A deployment cycle that used to take 3 to 5 days now takes one. Same-day iteration on agent configs with automated pass/fail feedback. 150+ evals covering key enterprise workflows. The constraint on shipping is no longer QA bandwidth. It's how fast you can write the eval.
This is the impact I care about most. Evals aren't a QA step anymore. They're the development driver. When you build a new feature, you start by writing the eval. Then you iterate on the config until it passes. The eval is the spec, and the spec runs itself.
This shifted agent behavior tuning from engineers to PMs and product leaders. That's a multiplier. Instead of hiring more engineers to handle more agent configs, we gave non-engineers the tools to ship with confidence. The system scales with the team, not against it.
It's not foolproof. LLM non-determinism means occasional false signals. An eval might pass today and fail tomorrow on the same config. We haven't fully solved that. But it's changed how the team ships in a way that's hard to walk back from, and nobody wants to.
The architecture already supports the next step. A post-call QA layer (a multi-agent system I also designed) processes every call, tags outcomes, rates quality, and flags issues like loops, verbosity, or incorrect escalations. That's the monitoring half. The eval system is the action half.

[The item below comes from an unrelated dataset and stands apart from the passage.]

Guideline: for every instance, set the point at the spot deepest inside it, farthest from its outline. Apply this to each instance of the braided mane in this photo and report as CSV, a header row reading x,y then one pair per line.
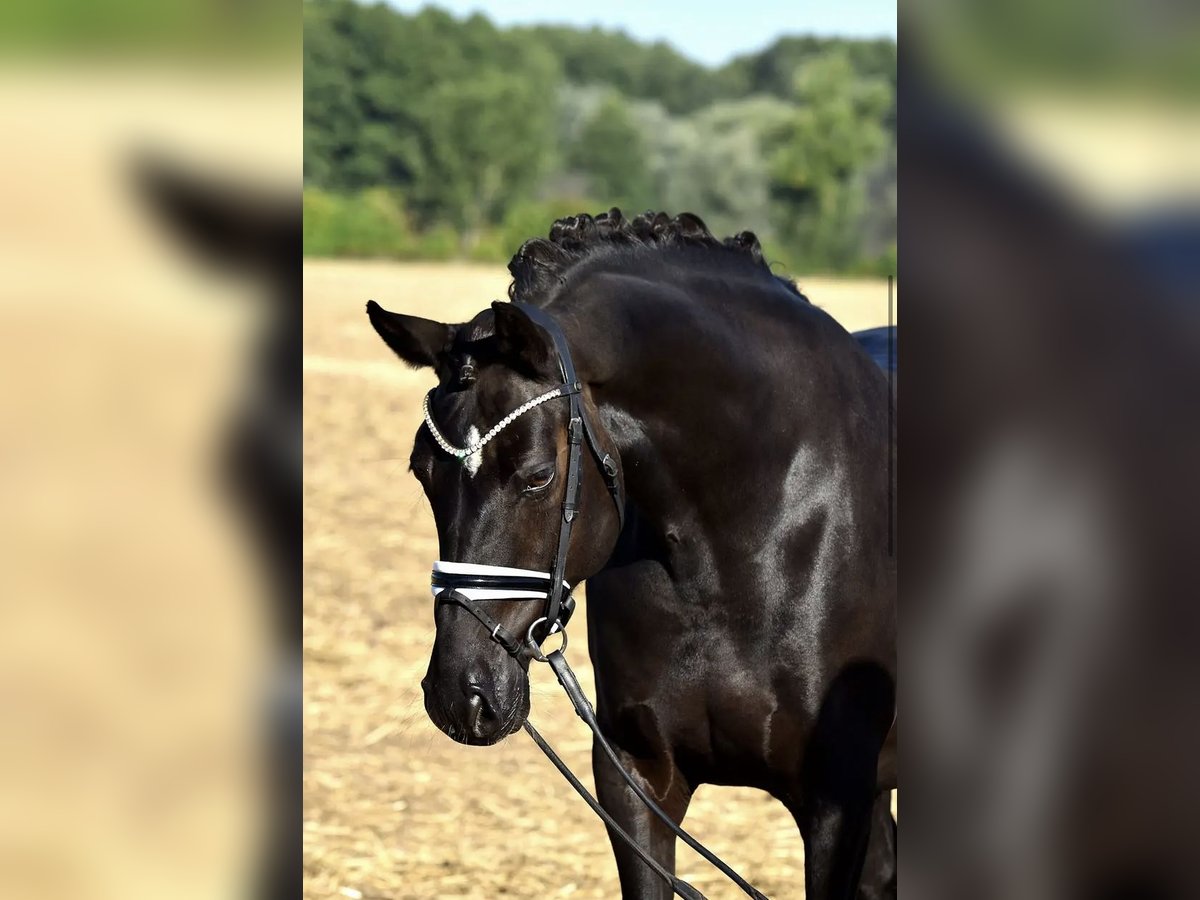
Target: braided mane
x,y
541,264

Connecting them means: take flagged issues from live calls, automatically generate evals from that feedback, and iterate on agent configs until the new evals pass. Every client interaction makes the agent better without a human writing the eval.

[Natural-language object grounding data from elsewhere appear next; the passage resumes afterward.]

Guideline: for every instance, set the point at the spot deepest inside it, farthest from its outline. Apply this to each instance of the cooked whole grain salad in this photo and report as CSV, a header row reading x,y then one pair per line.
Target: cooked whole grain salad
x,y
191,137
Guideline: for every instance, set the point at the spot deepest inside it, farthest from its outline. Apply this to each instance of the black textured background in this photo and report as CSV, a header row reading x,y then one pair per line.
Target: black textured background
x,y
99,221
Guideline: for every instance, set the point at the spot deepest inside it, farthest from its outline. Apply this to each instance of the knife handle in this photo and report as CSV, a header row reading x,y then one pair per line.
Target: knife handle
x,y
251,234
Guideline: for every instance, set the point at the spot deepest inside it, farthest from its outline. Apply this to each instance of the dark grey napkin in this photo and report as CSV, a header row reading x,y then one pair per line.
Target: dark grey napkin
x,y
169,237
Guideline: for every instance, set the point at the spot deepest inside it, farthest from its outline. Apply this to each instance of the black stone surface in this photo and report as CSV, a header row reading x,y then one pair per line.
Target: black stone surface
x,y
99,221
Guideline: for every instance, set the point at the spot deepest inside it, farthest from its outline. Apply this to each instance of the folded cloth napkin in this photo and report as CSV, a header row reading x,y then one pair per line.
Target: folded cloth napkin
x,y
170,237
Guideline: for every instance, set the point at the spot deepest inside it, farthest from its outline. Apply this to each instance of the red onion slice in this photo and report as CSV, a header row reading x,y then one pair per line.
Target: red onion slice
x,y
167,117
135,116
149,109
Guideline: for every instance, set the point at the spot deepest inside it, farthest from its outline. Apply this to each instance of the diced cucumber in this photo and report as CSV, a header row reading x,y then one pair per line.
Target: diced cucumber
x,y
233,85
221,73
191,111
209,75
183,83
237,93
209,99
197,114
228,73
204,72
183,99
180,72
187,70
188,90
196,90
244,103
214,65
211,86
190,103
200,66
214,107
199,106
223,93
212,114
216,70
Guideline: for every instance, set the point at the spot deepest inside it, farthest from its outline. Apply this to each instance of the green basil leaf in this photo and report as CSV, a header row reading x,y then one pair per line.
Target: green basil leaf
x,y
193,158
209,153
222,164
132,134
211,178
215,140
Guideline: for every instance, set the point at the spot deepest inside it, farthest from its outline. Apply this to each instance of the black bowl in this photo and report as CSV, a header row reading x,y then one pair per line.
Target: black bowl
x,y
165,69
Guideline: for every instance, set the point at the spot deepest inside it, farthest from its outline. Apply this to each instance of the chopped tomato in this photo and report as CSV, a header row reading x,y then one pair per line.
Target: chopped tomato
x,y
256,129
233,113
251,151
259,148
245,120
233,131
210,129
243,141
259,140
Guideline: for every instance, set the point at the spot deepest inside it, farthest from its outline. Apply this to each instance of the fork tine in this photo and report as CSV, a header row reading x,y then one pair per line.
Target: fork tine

We haven't shipped this yet. The engineering is straightforward. The product judgment is not. How much feedback do you need before generating a reliable eval? How much autonomy should the loop have before requiring human review? Get those thresholds wrong and the system optimizes for the wrong thing. These are the decisions I'm working through now, and they're the reason this is a product leadership problem, not an engineering one.